Part 24

333 25 0
                                    

Ketika kamu terlalu sibuk memperhatikan hal-hal kecil, maka kamu akan kehilangan hal besar, begitu juga sebaliknya, jika kamu terlalu sibuk mencari hal besar, kamu tidak akan melihat hal kecil yang sebenarnya berarti.

- Langit Aditya D.
_______________________

Rupanya yang memanggil Langit adalah Maria, ibu sambungnya.

"Ekh, Bu," sapa Langit lalu dia menciun punggung tangan Maria.

"Kok kamu bisa ada di sini?" tanya Maria.

"Itu, Langit dari rumah temen," jawab Langit.

"Ya udah, Bu, Langit pulang dulu udah mau maghrib," lanjut Langit lalu dia kembali mencium punggung tangan Maria sebelum menaiki motor sportnya.

"Langit, kamu gak mau mampir dulu? Lagian 'kan rumah kamu di sini," ujar Maria berusaha mencegah kepergian Langit, tetapi anak sambungnya itu malah menolak dengan alasan ada tugas sekolah.

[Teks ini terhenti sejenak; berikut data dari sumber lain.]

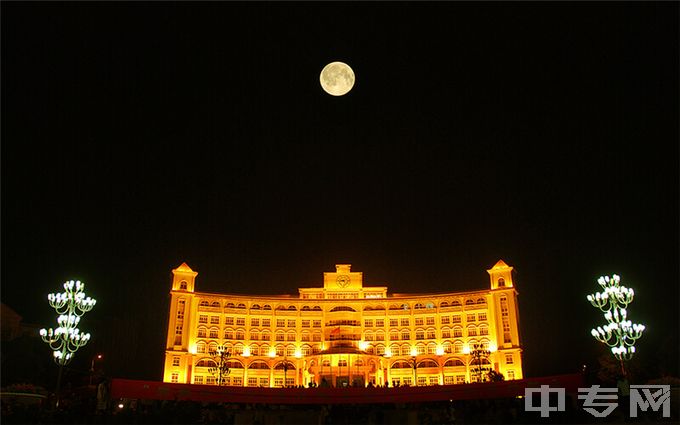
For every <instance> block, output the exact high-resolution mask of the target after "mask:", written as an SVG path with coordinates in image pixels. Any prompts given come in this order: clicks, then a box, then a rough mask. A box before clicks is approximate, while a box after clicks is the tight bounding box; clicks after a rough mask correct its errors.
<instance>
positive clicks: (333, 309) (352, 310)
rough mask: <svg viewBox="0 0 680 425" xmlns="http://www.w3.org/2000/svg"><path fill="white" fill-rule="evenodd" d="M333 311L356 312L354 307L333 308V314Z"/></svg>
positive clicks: (332, 308)
mask: <svg viewBox="0 0 680 425" xmlns="http://www.w3.org/2000/svg"><path fill="white" fill-rule="evenodd" d="M333 311H356V310H355V309H353V308H352V307H348V306H346V305H339V306H337V307H333V308H332V309H331V312H333Z"/></svg>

Maria yang melihat Langit pergi menatap punggung Langit yang semakin lama semakin mengecil lalu menghilang. Wanita paruh baya itu terdiam, bergelut dengan pikirannya. Dia masih kepikiran dengan pertengkaran Langit dengan suaminya waktu itu.

Mungkinkah Langit tidak mau mampir bukan karena ada tugas sekolah melainkan tidak ingin bertemu dengan ayahnya? Ataukah karena Langit tidak menyukai kehadiran dirinya? Bagaimanapun juga lelaki itu pasti menganggap Maria adalah penghancur keluarga Langit.

Meskipun Langit hanya anak sambung, tetapi Maria tidak menganggapnya begitu, dia menganggap Langit seperti anaknya sendiri. Bahkan sepertinya, jika Langit tinggal bersama, Maria akan lebih mengutamakan Langit daripada Bumi, agar Langit tidak merasa bahwa dirinya dipilih kasihkan.

Bagi Maria, mempunyai anak sambung itu gampang-gampang susah, apalagi yang sudah remaja seperti Langit. Maria berusaha membuat Langit nyaman dengan kehadirannya, tetapi tak jarang Maria merasa segan dengan Langit. Apalagi setelah mereka pisah rumah seperti ini, Maria semakin merasa segan.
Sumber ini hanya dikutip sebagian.